Lost amid today’s hoopla over a pair of brand-new M3 MacBook Air laptops was a none-too-subtle shift in product messaging that may mark Apple‘s official entry into the race to build an AI PC.
In the press release on the new 13-inch and 15-inch MacBook Air ultraportables featuring the newest Apple silicon were two paragraphs devoted to claiming the MacBook Air is the “World’s Best Consumer Laptop for AI”. Now, if you weren’t tracking the computer industry as I do, you might’ve just chalked that up to some oddly specific boasting or hyperbole on Apple’s part. I see it a little differently though.
First, a little history. Up until 2020, virtually all new Apple Macs, including MacBook Airs ran Intel CPUs. That year, Apple announced its intention to build its own chips and ultimately replace all Intel CPUs with its bespoke system on a chip (SoC) that came to be known as Apple Silicon. The first such chip – the M1 – arrived on the much-loved MacBook Air M1 (now discontinued).
The march of silicon
Apple eventually made good on its promise and through multiple iterations and upgrades, it finally replaced all Intel silicon with its own. Intel still owns most of the world of Windows PCs, but in some ways, Apple is seen as the system innovator, creating SoCs that run faster and more efficiently than anything Intel can produce.
Intel’s big plan for countering that perception, and exciting people who are looking for other ARM-based solutions that can run Windows as fast and efficiently as something like Apple silicon could, is to revise its whole chip lineup with Intel Core Ultra processors and, more importantly, the “AI PC.”
The AI part comes from the Neural Processing Unit or NPU that will pair with Intel Core Ultras as a sort of AI coprocessor. Intel has the support of virtually all major Windows PC manufacturers and, perhaps more importantly, Microsoft. The Redmond software giant is in the midst of a Copilot full-court press. The generative AI, formerly Bing AI chat, that it built with intelligence from OpenAI, is seemingly everywhere, and on AI PCs it’ll appear as a Copilot keyboard button.
What exactly any of us will do with an “AI PC” is unclear but we will be talking about these systems all summer and into the back-to-school buying season in the Northern Hemisphere.
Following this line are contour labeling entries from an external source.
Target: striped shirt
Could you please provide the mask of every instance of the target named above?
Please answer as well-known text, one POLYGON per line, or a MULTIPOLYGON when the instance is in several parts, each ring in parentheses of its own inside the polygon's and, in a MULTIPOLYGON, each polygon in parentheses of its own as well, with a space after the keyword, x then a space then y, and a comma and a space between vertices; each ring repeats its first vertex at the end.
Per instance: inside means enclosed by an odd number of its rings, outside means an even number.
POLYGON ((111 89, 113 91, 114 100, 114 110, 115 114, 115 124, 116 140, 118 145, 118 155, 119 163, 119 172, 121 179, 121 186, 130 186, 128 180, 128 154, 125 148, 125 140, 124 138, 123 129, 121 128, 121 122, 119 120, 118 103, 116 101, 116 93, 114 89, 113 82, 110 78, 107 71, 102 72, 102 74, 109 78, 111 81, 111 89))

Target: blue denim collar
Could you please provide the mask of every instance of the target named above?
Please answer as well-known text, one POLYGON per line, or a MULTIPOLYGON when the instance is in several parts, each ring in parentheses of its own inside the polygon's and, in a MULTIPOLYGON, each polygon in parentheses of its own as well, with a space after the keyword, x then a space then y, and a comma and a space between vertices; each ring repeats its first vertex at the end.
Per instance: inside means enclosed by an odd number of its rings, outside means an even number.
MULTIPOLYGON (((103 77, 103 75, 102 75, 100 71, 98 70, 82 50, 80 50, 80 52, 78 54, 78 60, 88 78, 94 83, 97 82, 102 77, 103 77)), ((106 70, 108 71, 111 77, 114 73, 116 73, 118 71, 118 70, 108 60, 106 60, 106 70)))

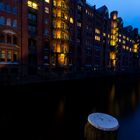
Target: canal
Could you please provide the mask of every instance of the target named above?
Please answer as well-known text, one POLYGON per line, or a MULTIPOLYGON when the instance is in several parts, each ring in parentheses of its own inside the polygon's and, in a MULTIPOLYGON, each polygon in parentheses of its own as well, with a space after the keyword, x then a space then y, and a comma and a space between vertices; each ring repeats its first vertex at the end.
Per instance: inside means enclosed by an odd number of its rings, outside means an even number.
POLYGON ((4 87, 0 100, 1 127, 11 129, 10 138, 85 140, 87 116, 103 112, 119 120, 118 140, 140 139, 139 77, 4 87))

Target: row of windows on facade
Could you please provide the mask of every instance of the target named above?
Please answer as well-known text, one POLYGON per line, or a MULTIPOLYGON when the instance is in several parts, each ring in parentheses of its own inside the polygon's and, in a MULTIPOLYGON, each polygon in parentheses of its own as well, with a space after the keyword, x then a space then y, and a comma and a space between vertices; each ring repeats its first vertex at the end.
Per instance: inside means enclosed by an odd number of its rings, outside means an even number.
MULTIPOLYGON (((49 0, 45 0, 45 2, 49 3, 49 0)), ((38 4, 36 2, 33 2, 33 1, 30 1, 29 0, 27 2, 27 4, 28 4, 28 7, 30 7, 30 8, 33 8, 35 10, 38 9, 38 4)), ((45 7, 44 12, 49 14, 49 8, 48 7, 45 7)))
POLYGON ((16 28, 17 27, 17 20, 11 20, 10 18, 5 18, 3 16, 0 17, 0 25, 7 25, 16 28))
MULTIPOLYGON (((28 26, 28 31, 29 31, 29 34, 31 34, 31 35, 37 35, 37 27, 34 26, 34 25, 29 25, 28 26)), ((49 35, 49 31, 48 31, 47 28, 44 30, 44 35, 45 36, 49 35)))
MULTIPOLYGON (((32 21, 33 23, 37 23, 37 15, 35 13, 28 13, 28 19, 29 21, 32 21)), ((48 24, 48 18, 45 18, 44 23, 48 24)))
POLYGON ((17 45, 17 37, 9 34, 0 34, 0 43, 17 45))
POLYGON ((18 61, 18 52, 15 51, 12 53, 12 50, 0 50, 0 62, 17 62, 18 61))
POLYGON ((17 14, 16 7, 11 7, 9 4, 4 4, 3 2, 0 2, 0 11, 12 13, 12 14, 17 14))

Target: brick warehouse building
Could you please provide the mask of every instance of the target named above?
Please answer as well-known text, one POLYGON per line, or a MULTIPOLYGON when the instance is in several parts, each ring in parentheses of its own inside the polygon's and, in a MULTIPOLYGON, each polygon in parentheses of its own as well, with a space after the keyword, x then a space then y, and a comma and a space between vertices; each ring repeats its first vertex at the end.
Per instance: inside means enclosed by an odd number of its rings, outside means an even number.
POLYGON ((137 69, 139 38, 86 0, 0 0, 0 73, 137 69))

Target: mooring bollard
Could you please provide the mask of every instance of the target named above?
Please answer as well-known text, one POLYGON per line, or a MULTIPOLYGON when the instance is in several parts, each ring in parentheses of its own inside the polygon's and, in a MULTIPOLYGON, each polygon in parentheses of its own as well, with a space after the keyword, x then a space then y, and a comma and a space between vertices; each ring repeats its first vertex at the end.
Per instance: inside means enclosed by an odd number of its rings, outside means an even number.
POLYGON ((92 113, 85 125, 86 140, 117 140, 119 123, 116 118, 104 113, 92 113))

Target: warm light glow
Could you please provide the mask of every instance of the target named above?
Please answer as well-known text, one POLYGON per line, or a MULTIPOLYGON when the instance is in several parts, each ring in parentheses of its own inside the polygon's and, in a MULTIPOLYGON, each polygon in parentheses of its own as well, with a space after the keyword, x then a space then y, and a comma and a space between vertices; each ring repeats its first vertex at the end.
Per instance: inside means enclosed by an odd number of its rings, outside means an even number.
POLYGON ((100 34, 100 30, 98 28, 96 28, 95 33, 100 34))
POLYGON ((58 57, 58 61, 60 65, 64 65, 65 64, 65 54, 60 54, 58 57))
POLYGON ((116 54, 114 52, 110 52, 110 59, 115 60, 116 59, 116 54))
POLYGON ((33 8, 33 9, 36 9, 36 10, 38 9, 38 4, 35 3, 35 2, 33 2, 33 1, 30 1, 30 0, 29 0, 29 1, 27 2, 27 4, 28 4, 29 7, 33 8))
POLYGON ((74 21, 73 21, 73 18, 72 17, 70 17, 70 23, 74 23, 74 21))
POLYGON ((134 44, 133 46, 133 52, 137 53, 138 52, 138 44, 134 44))
POLYGON ((64 0, 54 0, 53 1, 53 42, 54 42, 54 53, 56 54, 55 60, 56 65, 64 66, 68 64, 68 55, 69 52, 69 22, 73 23, 73 18, 69 18, 69 9, 68 3, 64 0), (69 20, 69 22, 68 22, 69 20))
Apple, by some measures, owns just 17% of the PC market. Even if people do believe Apple silicon is better and macOS is a better platform than Windows, they can’t afford to sit back and let Intel and Microsoft innovate and market themselves to even greater PC market heights.
We know AI
This brings us back to the “World’s Best Laptop for Consumer AI.” Apple has a point, though. It’s been doing AI for ages, going back to adding its first Neural Engine in the iPhone 8 courtesy of the A11 Bionic CPU. You can draw a direct line from this early onboard machine learning system to the 16-core Neural engine on the M3.
Apple has made no secret of its silicon’s onboard AI capabilities, but it never positioned them front and center. That’s all changing now.
The company has no choice. Part of Apple’s problem is that, unlike Microsoft, OpenAI (ChatGPT), and Google (Gemini), Apple has no generative AI product to speak of. Siri is not generative, it can’t generate poetry, presentations or artwork. That’s hamstrung Apple’s efforts to appear ahead of the curve.
In the release though, Apple specifically mentions Large Language Models (LLMs): “Combined with the unified memory architecture of Apple silicon, MacBook Air can also run optimized AI models, including large language models (LLMs) and diffusion models for image generation locally with great performance.”
The shape of things to come
Running locally, without the need for potentially less secure or slower cloud support has always been Apple’s secret AI sauce. However, Apple is fully aware that it can’t win this game if it doesn’t allow for cloud-based generative AI.
In demonstrations shown to me, I saw the MacBook Air M3 able to run both cloud-based Microsoft CopIlot prompts, and local generative tasks with apps like Luminar Neo, which can take a blurry nighttime photo and add generative info to make the image usable. In both instances, their performance appeared almost instantaneous and easily as good as what you’d get from a Cloud-based generative AI.
The point of showing off these apps and making these pronouncements though is not just about telling the world Apple does Gen AI, too. I think it’s preparing us for what’s to come.
It’s not just new products and press releases. Apple CEO Tim Cook now takes almost every opportunity to promise big things in Generative AI (remember when he used to talk up “AR”? What a difference a letter makes).
Cook knows that Apple silicon is more than ready for Large Language Models and Generative AI for images and text, and we’re going to see Apple take advantage of all that power starting with WWDC 2024 in June.
That’s the message from Apple when it comes to AI: You ain’t seen nothing yet.